Closing the gender pay gap continues to be high on the political agenda and routinely in the media spotlight. In an attempt to ‘close the gap’ the Government is placing employers under greater scrutiny and putting in place more onerous measures on them, such as mandatory gender pay gap reporting

The disparity at a national level between men and women’s pay is reducing but still stands at an alarming gap of 19% *. However, according to the Inquiry into Sex Discrimination in the Finance Sector compiled by the Equality and Human Rights Commission in 2009, the gender gap for full time workers stood at a huge 55% and the EHRC reported that no improvements appeared to have been made in the Sector.

HR professionals will know that gender pay reporting is not a new concept. Measures were put in place in 2010 with the introduction of the Equality Act 2010, which contains powers to make gender pay gap reporting mandatory. However, these powers were not utilised and instead a voluntary reporting approach was favoured. In 2011, the Government introduced the "Think, Act, Report" scheme, in an attempt to encourage employers to voluntarily publish gender pay information as part of a culture of transparency. This proved not to be particularly successful. Whilst over 200 employers signed up to the scheme, only a handful published information about their gender pay gap.


New measures are set to be enacted in Spring 2016 requiring employers with at least 250 employees to publish information about their gender pay gap within their business within 12 months, under the Small Business, Enterprise and Employment Act 2015. The precise details of these new measures have been subject to Government consultation, which was closed on 6 September 2015. We anticipate an update to be released soon, which will draw upon specific details, for example:

  • the data employers will be required to publish about pay, for instance, a detailed breakdown across the employer, e.g. by grade/job or full-time/part-time roles; and
  • where the information needs to be published, for example, on the employer’s website.


The challenges will lie in collating the data and presenting it in a statistical format, which is compliant. However, carrying out a disclosable equal pay review and publishing an adverse gender pay gap could also have a number of significant and harmful implications for employers, which include:

  • reputational damage and negative publicity;
  • difficulty in attracting talent (especially amongst women);
  • disclosure of sensitive financial data; and
  • the risk of significant liability resulting from employee claims for equal pay.

The proposed penalty for non-compliance with the new measures is a relatively meagre fine of up to £5,000. However, the associated negative publicity and employment relations risks would likely be far more damaging.


Identifying problem areas early will allow them to be addressed discreetly as part of any annual salary review process before mandatory reporting comes into force.
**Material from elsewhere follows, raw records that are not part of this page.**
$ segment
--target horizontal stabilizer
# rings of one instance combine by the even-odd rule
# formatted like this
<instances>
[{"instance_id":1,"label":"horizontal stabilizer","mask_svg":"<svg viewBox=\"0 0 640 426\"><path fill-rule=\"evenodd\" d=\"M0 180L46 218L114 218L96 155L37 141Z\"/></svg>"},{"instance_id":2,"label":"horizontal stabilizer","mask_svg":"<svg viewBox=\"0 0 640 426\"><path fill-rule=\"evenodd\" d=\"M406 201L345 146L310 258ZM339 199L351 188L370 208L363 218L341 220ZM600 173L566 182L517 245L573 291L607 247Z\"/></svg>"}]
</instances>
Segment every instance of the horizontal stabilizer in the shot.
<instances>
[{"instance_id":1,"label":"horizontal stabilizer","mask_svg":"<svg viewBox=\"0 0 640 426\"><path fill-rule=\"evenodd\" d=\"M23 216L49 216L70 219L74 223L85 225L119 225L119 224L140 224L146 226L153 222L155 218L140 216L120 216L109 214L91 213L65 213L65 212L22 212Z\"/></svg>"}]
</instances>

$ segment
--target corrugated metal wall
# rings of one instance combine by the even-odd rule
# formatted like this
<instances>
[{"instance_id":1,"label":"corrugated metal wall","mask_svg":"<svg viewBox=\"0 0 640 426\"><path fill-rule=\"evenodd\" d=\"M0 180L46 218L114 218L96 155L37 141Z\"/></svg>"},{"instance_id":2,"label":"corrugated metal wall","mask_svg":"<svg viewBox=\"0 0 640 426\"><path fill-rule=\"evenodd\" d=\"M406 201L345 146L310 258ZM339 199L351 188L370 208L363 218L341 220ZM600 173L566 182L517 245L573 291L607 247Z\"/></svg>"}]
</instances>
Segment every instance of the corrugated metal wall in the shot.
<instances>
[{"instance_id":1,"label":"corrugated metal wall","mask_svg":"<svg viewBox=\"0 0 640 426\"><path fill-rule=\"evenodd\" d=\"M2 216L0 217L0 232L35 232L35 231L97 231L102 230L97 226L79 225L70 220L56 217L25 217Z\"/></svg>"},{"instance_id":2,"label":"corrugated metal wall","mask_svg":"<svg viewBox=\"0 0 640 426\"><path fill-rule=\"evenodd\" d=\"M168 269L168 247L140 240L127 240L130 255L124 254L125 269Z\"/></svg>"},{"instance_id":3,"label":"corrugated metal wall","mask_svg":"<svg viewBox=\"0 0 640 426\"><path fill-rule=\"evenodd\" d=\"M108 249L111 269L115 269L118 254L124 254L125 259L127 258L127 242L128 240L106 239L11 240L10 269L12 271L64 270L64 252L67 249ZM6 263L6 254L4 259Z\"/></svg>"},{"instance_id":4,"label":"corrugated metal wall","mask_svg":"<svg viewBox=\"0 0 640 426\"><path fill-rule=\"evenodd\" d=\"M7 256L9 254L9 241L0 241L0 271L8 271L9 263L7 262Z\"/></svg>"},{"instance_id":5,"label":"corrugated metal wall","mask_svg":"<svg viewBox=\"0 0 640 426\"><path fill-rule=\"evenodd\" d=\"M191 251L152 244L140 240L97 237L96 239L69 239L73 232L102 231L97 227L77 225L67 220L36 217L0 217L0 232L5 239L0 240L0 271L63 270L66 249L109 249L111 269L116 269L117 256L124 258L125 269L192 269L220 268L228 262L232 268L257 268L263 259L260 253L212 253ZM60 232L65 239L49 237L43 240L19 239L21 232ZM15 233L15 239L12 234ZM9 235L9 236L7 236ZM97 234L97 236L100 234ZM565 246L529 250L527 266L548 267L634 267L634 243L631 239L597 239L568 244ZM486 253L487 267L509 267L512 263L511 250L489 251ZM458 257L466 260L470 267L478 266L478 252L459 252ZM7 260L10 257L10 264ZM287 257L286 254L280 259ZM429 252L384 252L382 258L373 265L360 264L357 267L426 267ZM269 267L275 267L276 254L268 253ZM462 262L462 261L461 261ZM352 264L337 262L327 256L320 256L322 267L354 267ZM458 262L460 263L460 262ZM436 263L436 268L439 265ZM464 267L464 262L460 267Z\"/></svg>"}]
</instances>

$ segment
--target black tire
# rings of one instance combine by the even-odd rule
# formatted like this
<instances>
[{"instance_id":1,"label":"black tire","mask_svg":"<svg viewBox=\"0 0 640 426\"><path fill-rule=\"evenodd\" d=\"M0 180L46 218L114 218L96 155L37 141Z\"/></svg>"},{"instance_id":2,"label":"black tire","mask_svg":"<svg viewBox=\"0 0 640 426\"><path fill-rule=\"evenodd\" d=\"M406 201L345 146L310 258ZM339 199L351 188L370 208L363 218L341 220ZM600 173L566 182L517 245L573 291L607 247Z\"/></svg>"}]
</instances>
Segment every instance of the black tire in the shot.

We recommend employers, particularly in the financial services industry, take the approach adopted by some of the big four accountancy practices who have pre-empted the change in the law and reviewed and reported on their pay gaps. Employers should be proactive and consider undertaking equal pay audits now to close the gaps that cannot be legally justified. Taking a proactive approach will allow employers to be on the “front foot” and reduce legal and commercial risks before this legislation comes into force.